No fixo, o câmbio não absorve o choque; o dinheiro é que ajusta. Entrou dólar, entrou moeda doméstica – a menos que o BC neutralize.
B) Saída de dólares (estresse moderado)
- Choque externo ou risco doméstico → saem dólares.
- O BC vende reservas e retira moeda doméstica para manter a paridade.
- A liquidez aperta; os juros sobem (ou precisam subir) para reter capital.
- Se o aperto persistir, o crédito esfria e a produção cede.
Por quê?
Sem depreciação do câmbio, o ajuste recai sobre reservas e juros. É a “defesa” da âncora.
C) Estresse forte (ataque especulativo / fuga)
- Mercado duvida da paridade (reservas baixas, fiscal ruim).
- Saída acelerada → o BC queima reservas e sobe juros de forma agressiva.
- Se reservas acabam ou o custo de juros fica insustentável, restam controles ou desvalorização/abandono do regime.
Por quê?
Investidores testam a coerência do tripé: câmbio fixo, fluxos livres e juros autônomos não coexistem. O elo mais fraco cede.
3) Três exemplos didáticos
A. Bonança de termos de troca
– Commodities sobem; entram dólares.
– BC compra divisas → liquidez sobe; se não esterilizar, crédito acelera.
– Para evitar inflação, faz esterilização e/ou ajuste fiscal para não superaquecer.
Didática: sem câmbio para “amortecer”, o ajuste passa pelo dinheiro e pela política doméstica.
B. Risco fiscal piora (mesmo em fixo)
– Dúvidas sobre dívida → saída de capital; BC vende reservas e aperta liquidez.
– Juros sobem para segurar fluxos; atividade esfria.
Didática: o risco redesenha a balança de pagamentos; o fixo transmite o choque via juros e crédito.
C. Ataque especulativo clássico
– Reservas em queda e política confusa.
– Mercado aposta contra a paridade; BC sobe juros e queima reservas.
– Se faltar munição, há desvalorização (ajuste de uma vez) ou controles.
Didática: o regime fixa o preço do câmbio, mas não cria dólares.
Caixa pedagógica
Vocabulário rápido
– Esterilização: BC compensa, com títulos, o efeito do câmbio sobre a liquidez doméstica.
– Ataque especulativo: aposta coordenada contra a paridade quando reservas e credibilidade parecem fracas.
– Bandas cambiais: o BC promete manter a taxa dentro de um corredor.
– Trilema: não dá para ter câmbio fixo, fluxo livre e juros autônomos ao mesmo tempo.
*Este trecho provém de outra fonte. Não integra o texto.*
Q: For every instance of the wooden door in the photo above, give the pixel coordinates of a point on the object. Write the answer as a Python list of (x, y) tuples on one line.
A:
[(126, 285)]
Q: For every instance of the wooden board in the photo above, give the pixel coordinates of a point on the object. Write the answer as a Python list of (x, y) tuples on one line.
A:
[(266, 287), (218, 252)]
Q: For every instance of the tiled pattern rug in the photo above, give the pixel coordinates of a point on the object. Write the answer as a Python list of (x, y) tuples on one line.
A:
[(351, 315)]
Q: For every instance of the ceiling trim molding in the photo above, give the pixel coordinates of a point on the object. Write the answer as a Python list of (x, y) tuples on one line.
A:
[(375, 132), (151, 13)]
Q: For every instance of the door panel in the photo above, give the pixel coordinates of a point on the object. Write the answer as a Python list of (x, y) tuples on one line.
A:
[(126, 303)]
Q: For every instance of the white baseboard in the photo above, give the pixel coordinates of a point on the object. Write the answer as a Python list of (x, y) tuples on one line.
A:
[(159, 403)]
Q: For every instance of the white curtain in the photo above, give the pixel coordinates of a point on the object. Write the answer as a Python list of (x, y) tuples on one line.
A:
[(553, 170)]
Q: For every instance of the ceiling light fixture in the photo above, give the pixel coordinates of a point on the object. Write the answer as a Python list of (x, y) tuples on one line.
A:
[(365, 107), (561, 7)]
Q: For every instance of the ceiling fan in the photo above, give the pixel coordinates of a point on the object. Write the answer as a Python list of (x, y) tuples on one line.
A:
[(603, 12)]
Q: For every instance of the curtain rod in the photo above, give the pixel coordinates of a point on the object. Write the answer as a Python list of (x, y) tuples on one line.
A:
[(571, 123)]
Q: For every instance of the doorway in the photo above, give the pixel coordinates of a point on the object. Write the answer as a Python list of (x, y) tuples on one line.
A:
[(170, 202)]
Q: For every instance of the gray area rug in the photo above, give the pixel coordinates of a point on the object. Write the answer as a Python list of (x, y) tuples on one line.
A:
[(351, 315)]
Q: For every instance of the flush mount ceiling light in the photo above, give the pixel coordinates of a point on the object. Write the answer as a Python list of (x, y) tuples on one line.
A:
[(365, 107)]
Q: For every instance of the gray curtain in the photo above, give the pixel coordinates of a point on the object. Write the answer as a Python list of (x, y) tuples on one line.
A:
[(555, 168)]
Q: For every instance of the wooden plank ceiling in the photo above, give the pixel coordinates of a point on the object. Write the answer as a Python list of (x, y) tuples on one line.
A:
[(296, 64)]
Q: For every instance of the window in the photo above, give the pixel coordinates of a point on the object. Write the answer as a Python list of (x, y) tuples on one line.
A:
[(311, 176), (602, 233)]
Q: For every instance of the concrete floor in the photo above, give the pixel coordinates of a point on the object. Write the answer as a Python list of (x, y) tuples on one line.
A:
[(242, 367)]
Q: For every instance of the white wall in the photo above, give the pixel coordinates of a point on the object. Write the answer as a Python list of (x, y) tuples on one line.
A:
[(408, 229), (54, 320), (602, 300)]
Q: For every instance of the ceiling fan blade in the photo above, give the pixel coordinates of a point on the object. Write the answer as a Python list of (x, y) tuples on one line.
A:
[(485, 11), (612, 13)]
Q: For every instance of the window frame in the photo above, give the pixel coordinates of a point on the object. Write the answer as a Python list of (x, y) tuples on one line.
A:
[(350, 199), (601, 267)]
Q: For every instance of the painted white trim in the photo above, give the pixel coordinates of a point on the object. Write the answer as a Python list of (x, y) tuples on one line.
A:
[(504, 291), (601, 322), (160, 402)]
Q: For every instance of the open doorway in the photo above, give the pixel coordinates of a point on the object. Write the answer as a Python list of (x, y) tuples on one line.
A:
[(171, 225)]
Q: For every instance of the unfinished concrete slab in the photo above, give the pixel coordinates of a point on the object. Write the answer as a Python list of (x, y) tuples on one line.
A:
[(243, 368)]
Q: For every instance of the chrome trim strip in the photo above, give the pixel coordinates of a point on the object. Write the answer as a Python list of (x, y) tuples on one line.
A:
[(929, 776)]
– Pass-through em fixo: menor no nominal (taxa estável), mas choques entram por preços e juros.
Exemplos do cotidiano
– Crédito que some no estresse: ao defender a paridade, o aperto de liquidez/juros encarece o cheque especial/financiamento.
– Preço de importado “seguro”… até o limite: enquanto o regime dura, o dólar estável suaviza preços; se a paridade cai, vem reprecificação rápida.
– Turismo e viagens: no fixo, a cotação é previsível; em crise, cotas e fila por moeda surgem.
Erros comuns
(para não cair)
– Achar que reservas resolvem tudo – sem fiscal e credibilidade, elas acabam.
– Confundir estabilidade de curto prazo com sustentabilidade.
– Ignorar o custo de juros altos para defender a paridade.